Теперь задача посложнее: если взять три трапеции, то из них тоже можно сложить треугольник. Это задача, над которой совершенно одинаково зависают взрослые и шестилетки, которые уже несколько треугольников собрали. После первых простых задач я им даю такую задачу: «Теперь вот тебе три трапеции». Они их вертят, вертят.
Причем взрослые точно так же говорят: «Это невозможно, он не складывается». Они иногда правильно кладут две детали и совершенно не видят, куда положить третью. Складывают вот так две детали и говорят: «Все! Видишь, не получилось». Я говорю: «У тебя эти две детали уже хорошо лежат».
— Если третью поставите сами?
— Я верю, что они могут решить задачу, даже если пока опять неправильно — я оставлю это на подумать. Я не буду решать вместо них, но скажу, что эта задача имеет решение.
— Жестоко, жестоко.
— Нет, это не жестоко. Я считаю, это очень полезно — думать над задачей. Потому что думать над задачей, у которой понятные условия, и иметь в руках детальки, которые ты можешь повертеть, — это не жестокость, а то, что провоцирует мышление.
Это то, что называется низкий порог вхождения в задачу. Простые и понятные условия.
Что такое треугольник, ты точно знаешь. Какие детали взять, ты точно знаешь.

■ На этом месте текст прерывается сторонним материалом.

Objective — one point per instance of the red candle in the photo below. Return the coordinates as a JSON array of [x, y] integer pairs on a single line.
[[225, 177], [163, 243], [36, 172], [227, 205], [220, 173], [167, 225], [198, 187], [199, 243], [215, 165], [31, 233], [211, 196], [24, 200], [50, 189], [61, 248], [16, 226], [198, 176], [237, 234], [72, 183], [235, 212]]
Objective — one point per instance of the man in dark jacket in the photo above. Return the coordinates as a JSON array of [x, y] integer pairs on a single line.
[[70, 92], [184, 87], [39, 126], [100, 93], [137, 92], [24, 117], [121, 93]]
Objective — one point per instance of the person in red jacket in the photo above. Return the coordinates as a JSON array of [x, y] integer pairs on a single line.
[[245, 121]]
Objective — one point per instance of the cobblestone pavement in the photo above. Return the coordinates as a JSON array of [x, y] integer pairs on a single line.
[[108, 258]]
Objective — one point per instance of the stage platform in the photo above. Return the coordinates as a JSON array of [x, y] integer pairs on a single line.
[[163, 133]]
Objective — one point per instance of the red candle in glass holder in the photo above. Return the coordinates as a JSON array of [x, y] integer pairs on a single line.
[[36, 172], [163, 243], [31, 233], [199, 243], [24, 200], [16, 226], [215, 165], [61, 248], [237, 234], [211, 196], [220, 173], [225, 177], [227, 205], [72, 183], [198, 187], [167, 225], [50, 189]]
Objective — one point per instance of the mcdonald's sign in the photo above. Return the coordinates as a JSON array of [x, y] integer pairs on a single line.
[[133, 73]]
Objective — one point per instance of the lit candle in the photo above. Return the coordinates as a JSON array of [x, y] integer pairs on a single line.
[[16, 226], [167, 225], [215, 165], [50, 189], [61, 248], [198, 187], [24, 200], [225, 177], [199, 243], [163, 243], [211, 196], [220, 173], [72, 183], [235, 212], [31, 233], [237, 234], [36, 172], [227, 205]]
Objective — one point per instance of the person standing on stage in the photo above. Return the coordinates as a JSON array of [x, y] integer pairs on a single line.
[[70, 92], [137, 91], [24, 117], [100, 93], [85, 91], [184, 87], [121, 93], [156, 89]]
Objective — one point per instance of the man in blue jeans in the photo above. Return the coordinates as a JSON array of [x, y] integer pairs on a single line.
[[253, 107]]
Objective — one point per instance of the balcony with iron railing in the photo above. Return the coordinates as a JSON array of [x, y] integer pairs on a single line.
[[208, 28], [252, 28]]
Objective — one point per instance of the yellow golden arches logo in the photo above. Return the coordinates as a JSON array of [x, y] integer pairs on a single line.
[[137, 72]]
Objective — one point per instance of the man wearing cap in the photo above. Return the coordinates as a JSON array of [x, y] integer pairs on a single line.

— У тебя все есть для того, чтобы ее решить.
— У тебя все есть для того, чтобы эту задачу решить. Но думать над задачей больше, чем 3 минуты, вообще-то полезно. Просто у нас культура, что математика — это на скорость, а математика — это вовсе не на скорость. К сожалению, очень у многих учителей эта проблема вылезает, что математику проходить надо бегом, бегом: быстро сдать тест, быстро написать какие-нибудь столбики примеров. Это прямо боль.
Вообще-то, если ты посмотришь на людей, которые реально занимаются наукой, хоть биологией, хоть математикой, все они очень разные. Совсем не все математики быстрые. Значит, они как-то пережили эту гонку на скорость и все равно сохранили любовь к математике. То, о чем я рассказываю, это параллельная игра в математику, не школьную, она как раз для того, чтобы сохранить эту любовь и увлечение процессом размышлений. Что будет, если я соберу вот так, а если вот так?

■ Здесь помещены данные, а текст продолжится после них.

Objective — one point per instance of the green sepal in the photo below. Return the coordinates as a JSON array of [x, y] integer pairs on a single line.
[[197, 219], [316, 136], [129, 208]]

Опять же, можно взять этот набор мозаики и придумывать из этих трапеций и ромбиков свои треугольники. Я взяла вот такие детали, начала достраивать — и смотрю, получится ли у меня большой треугольник. Начинаю, скажем, с двух шестиугольников. Нужны острые уголки. Ты уже можешь увидеть треугольник, который получится?
— Да.
— Вот.
— Я сначала подумала, как же из этих двух шестиугольников построить треугольник?

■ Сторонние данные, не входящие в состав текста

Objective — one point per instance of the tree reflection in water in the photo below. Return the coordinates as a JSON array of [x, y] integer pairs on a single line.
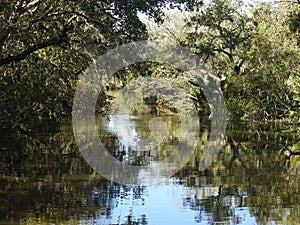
[[251, 182]]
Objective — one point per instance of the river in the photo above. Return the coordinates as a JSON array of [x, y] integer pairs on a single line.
[[45, 180]]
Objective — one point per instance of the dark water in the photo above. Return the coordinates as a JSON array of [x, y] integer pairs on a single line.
[[45, 180]]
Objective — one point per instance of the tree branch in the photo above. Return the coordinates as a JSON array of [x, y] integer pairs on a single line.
[[28, 51]]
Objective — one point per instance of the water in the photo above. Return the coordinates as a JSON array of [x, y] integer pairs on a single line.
[[45, 180]]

— Я могу сюда еще добавить деталей, просто у меня рук не хватает.
— Да, вижу.
— Видишь?
— Да.
— Увидеть, изобрести и нарисовать свой треугольник. Мы это упражнение задавали школьникам — и первому классу, и третьему — их не оторвать прямо, они могут целый час изобретать разного размера треугольники и их рисовать, потому что это творчество и это вызов. Совсем маленький набор деталей, а получается каждый раз новый треугольник. Кто-то легко придумывает, а кто-то смотрит у соседей и копирует их идеи, но это тоже полезно.
Есть еще один вызов. Иногда взрослые говорят: «Так, хорошо, я понял, всегда получаются разносторонние. Нельзя как-нибудь, чтобы с тупым углом сделать треугольник? Может быть, все-таки можно как-нибудь?» Я говорю: «Смотри, набор деталей ограничен, поэтому ты действуешь в рамках этого набора. Пробуй. Получится у тебя треугольник с тупым углом из этого набора деталей?»
— Фантастика!
— Это эксперимент.
Математика — это эксперименты, а потом размышления. Это не гонка на скорость.
Тут даже не в том дело, арифметика или не арифметика, а в том, что математика в школе — это то, что ты должен ассоциировать со словом «быстро», и это печаль… Как говорила моя первая школьная учительница, ночью тебя разбуди, ты должен будешь ответить, не задумываясь. Но вообще-то, не задумываясь — это не про математику, про науку математику — это как раз рассуждать и задумываться.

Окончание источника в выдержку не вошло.